Citigroup’s fixed-income sales and trading division is led by executives including Carey Lathrop, who oversees credit, Andy Morton who manages interest rates and Howard Marsh, head of municipal bonds. Jeffrey Perlowitz and Mark Tsesarsky are co- heads for securitized products, and Anil Prasad runs the currency business.
Revenue from stock trading, a unit run from London by Derek Bandeen, increased 36% from a year earlier to $710 million. Orenbuch estimated $801 million, while Cassidy predicted $848 million.
Fees from investment banking, which includes managing bond and share sales for clients and providing advice on mergers and acquisitions, fell 10% to $839 million. The figure compares with $767 million estimated by Orenbuch and $926 million by Cassidy. Raymond J. McGuire and Tyler Dickson oversee the unit from New York.
Profit at Citigroup’s consumer-banking unit, run by Citigroup co-President Manuel Medina-Mora, fell 23% to $1.62 billion. The unit operates about 4,000 branches across almost 40 countries.

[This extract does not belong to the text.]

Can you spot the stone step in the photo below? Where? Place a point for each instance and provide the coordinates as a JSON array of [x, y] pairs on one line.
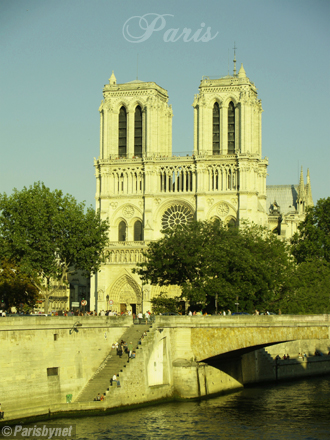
[[113, 364]]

U.S. mortgage originations fell to $14.5 billion, the lowest in a year, according to a supplement provided by the bank.
Mortgage refinancings slumped after rates on 30-year loans jumped from historical lows of less than 3.5% earlier this year to an average of 4.32% at the end of September, data compiled by Freddie Mac show. Applications for refinancings, which accounted for 82% of all requests for home loans last year, made up 63% in the third quarter, according to data compiled by the Mortgage Bankers Association.
The bank released $675 million in loan-loss reserves.
Citigroup continued winding down and selling investments in the Citi Holdings unit, which contains a consumer-finance business and billions of dollars of U.S. mortgages. Assets in the division fell 6.9% from the second quarter to $122 billion. Losses at the unit, created in 2009 as a home for the company’s unwanted assets after the financial crisis, narrowed to $104 million from a $570 million loss in the second quarter.
Corbat replaced Vikram Pandit, 56, as CEO in October 2012, after Pandit navigated the bank around a near collapse and repaid a $45 billion U.S. bailout. Since taking over, Corbat has said he would cut 11,000 workers and pull back from consumer banking in markets such as Uruguay, Turkey and Pakistan.
The lender is seeking buyers for 50 Texas branches and plans to sell and lease back an additional 90 in California as it focuses on the biggest urban areas, people with direct knowledge of the moves said in August. Corbat, who previously led the Citi Holdings unit, is looking to cut costs by $900 million this year.
The third-quarter results compared with a $5.58 billion profit reported last week by Wells Fargo & Co., and a $380 million loss for JPMorgan, the first under Chief Executive Officer Jamie Dimon. The New York-based firm took a $7.2 billion charge to cover the cost of mounting litigation and regulatory probes.
Corbat won praise from Sanford “Sandy” Weill, the former chairman and CEO, and Michael Mayo, an analyst at CLSA Ltd. who had spent the past five years telling investors to sell the shares. Weill said in a Sept. 10 interview on CNBC that he’s “finally happy” with management, calling Corbat “terrific.”
In March, the Fed approved Citigroup’s capital plan after the bank outperformed JPMorgan and Goldman Sachs Group Inc. on key measures in an annual stress test of U.S. lenders in a hypothetical slowdown.
“These are the results that will be used in the CCAR stress test in March,” Cassidy said, referring to the Fed’s Comprehensive Capital Analysis and Review tests. “We should see them increase their dividend very sizably in March and also a big buyback,” he said.
Fed Chairman Ben S. Bernanke said May 22 that the central bank may begin slowing, or “tapering,” the $85 billion in monthly bond purchases it has conducted to help boost the economy. The talk led economists to predict the pullback would be announced in September though officials surprised investors by saying Sept. 18 they would maintain purchases.